Добавить в цитаты Настройки чтения

Страница 38 из 121

Уэллсу восемнадцать лет. Он в Высшей школе естественных наук (теперь мы знаем ее как Роял-Сайенс-колледж Лондонского университета). Одна гинея выплачивается ему по средам (даже в середине восьмидесятых годов прошлого века это означало, что два дня в неделю он должен голодать). Целый год он был счастлив. Он говорит: «За этот год я весь обносился. Я недоедал и ютился по углам, но это не имело для меня никакого значения: передо мной раскрывались новые перспективы жизни». И тут ему во второй раз в жизни очень посчастливилось. Его учителем оказался Томас Хаксли.
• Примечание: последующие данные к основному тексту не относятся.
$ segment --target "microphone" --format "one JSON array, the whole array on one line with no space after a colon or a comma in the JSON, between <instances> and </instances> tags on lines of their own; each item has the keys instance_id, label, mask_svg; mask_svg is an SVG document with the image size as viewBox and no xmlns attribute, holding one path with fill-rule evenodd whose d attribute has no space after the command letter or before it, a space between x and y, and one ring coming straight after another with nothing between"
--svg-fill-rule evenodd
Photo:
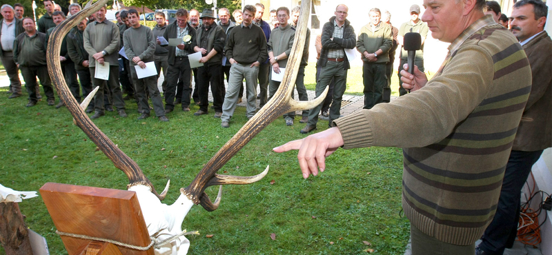
<instances>
[{"instance_id":1,"label":"microphone","mask_svg":"<svg viewBox=\"0 0 552 255\"><path fill-rule=\"evenodd\" d=\"M404 34L404 43L402 45L404 50L408 52L408 72L414 74L414 61L416 60L416 50L422 48L422 37L418 33L408 32ZM408 90L410 92L410 90Z\"/></svg>"}]
</instances>

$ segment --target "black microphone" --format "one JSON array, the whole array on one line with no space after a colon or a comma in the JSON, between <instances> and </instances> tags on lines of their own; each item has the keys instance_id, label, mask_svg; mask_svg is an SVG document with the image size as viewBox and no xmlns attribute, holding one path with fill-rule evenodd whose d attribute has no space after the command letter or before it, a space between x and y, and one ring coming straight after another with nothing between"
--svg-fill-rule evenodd
<instances>
[{"instance_id":1,"label":"black microphone","mask_svg":"<svg viewBox=\"0 0 552 255\"><path fill-rule=\"evenodd\" d=\"M416 50L422 48L422 37L420 34L415 32L408 32L404 34L404 43L402 45L404 50L408 52L408 72L414 74L414 61L416 60ZM410 90L408 90L410 92Z\"/></svg>"}]
</instances>

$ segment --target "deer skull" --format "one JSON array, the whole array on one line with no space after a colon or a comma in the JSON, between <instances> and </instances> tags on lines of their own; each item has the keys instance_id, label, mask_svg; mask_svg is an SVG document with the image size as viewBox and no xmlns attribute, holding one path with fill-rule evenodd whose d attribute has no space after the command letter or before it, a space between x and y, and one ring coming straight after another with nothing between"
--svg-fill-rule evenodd
<instances>
[{"instance_id":1,"label":"deer skull","mask_svg":"<svg viewBox=\"0 0 552 255\"><path fill-rule=\"evenodd\" d=\"M268 167L259 174L247 177L221 175L217 174L217 172L278 116L291 111L313 108L321 103L326 97L328 88L320 96L310 101L296 101L291 99L293 85L305 44L310 1L305 0L302 3L301 20L299 22L299 26L296 30L293 47L288 61L288 68L286 69L282 85L276 94L205 164L190 185L180 189L180 196L171 205L161 203L168 190L169 183L167 183L160 194L158 194L136 162L115 145L84 113L84 109L88 105L86 102L90 102L96 90L90 93L83 103L79 105L66 83L59 61L56 61L59 59L57 56L59 56L61 40L71 28L75 26L85 17L97 11L108 1L100 0L94 4L92 4L90 1L83 10L56 27L50 36L53 40L50 40L48 45L48 73L52 78L61 101L72 115L74 123L113 162L115 167L122 170L128 177L130 184L127 186L128 189L137 194L150 236L157 241L162 241L181 232L184 217L194 205L200 204L209 212L217 210L220 203L222 185L249 184L264 177L268 172ZM213 203L204 191L208 187L215 185L221 186L217 199ZM189 247L190 241L182 236L155 249L155 253L164 255L184 255L188 252Z\"/></svg>"}]
</instances>

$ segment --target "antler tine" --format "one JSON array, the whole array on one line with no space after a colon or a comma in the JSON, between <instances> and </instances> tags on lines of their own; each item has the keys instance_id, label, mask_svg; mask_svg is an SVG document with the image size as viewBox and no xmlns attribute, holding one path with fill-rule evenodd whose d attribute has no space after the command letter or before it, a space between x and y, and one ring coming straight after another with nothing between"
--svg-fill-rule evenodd
<instances>
[{"instance_id":1,"label":"antler tine","mask_svg":"<svg viewBox=\"0 0 552 255\"><path fill-rule=\"evenodd\" d=\"M75 124L103 152L103 154L113 162L115 167L126 174L130 182L129 185L138 184L148 185L151 188L152 192L157 196L159 199L163 200L164 196L157 194L153 187L153 185L144 175L136 162L119 150L86 116L84 110L79 105L77 100L71 94L61 72L61 65L59 63L59 56L61 48L61 41L63 37L72 28L77 26L83 19L97 12L102 6L105 6L108 1L100 0L90 5L75 15L65 20L54 29L50 37L52 39L48 42L46 52L48 74L52 77L59 97L65 103L67 109L69 110L71 115L72 115ZM87 4L87 6L90 2Z\"/></svg>"},{"instance_id":2,"label":"antler tine","mask_svg":"<svg viewBox=\"0 0 552 255\"><path fill-rule=\"evenodd\" d=\"M262 179L268 172L268 167L263 173L255 176L242 177L216 174L232 157L247 143L253 139L264 127L282 114L292 110L306 110L320 104L326 97L328 88L324 94L310 101L298 102L291 99L291 93L297 78L303 49L305 45L306 26L310 13L310 0L302 1L299 27L295 31L295 41L291 53L288 60L286 72L279 88L272 99L249 121L248 121L236 134L233 136L213 156L195 178L181 192L188 196L195 203L200 203L206 210L215 210L204 192L205 189L218 184L248 184Z\"/></svg>"}]
</instances>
Хаксли был человеком выдающимся. Он не был самобытным ученым такого масштаба, как его друг Дарвин, но и таких ученых, как он, тоже очень мало. По своему характеру он был человек более сильный, твердый и не так потакал своим слабостям, как Дарвин. Сам Дарвин не мог желать более преданного приверженца: без Хаксли теорию Дарвина еще долго и грубо поносили бы, прежде чем признать. Хаксли был одним из замечательнейших деятелей просвещения. Более чем кто-либо другой он оказал влияние на Уэллса, который сам призван был стать выдающимся просветителем следующего поколения.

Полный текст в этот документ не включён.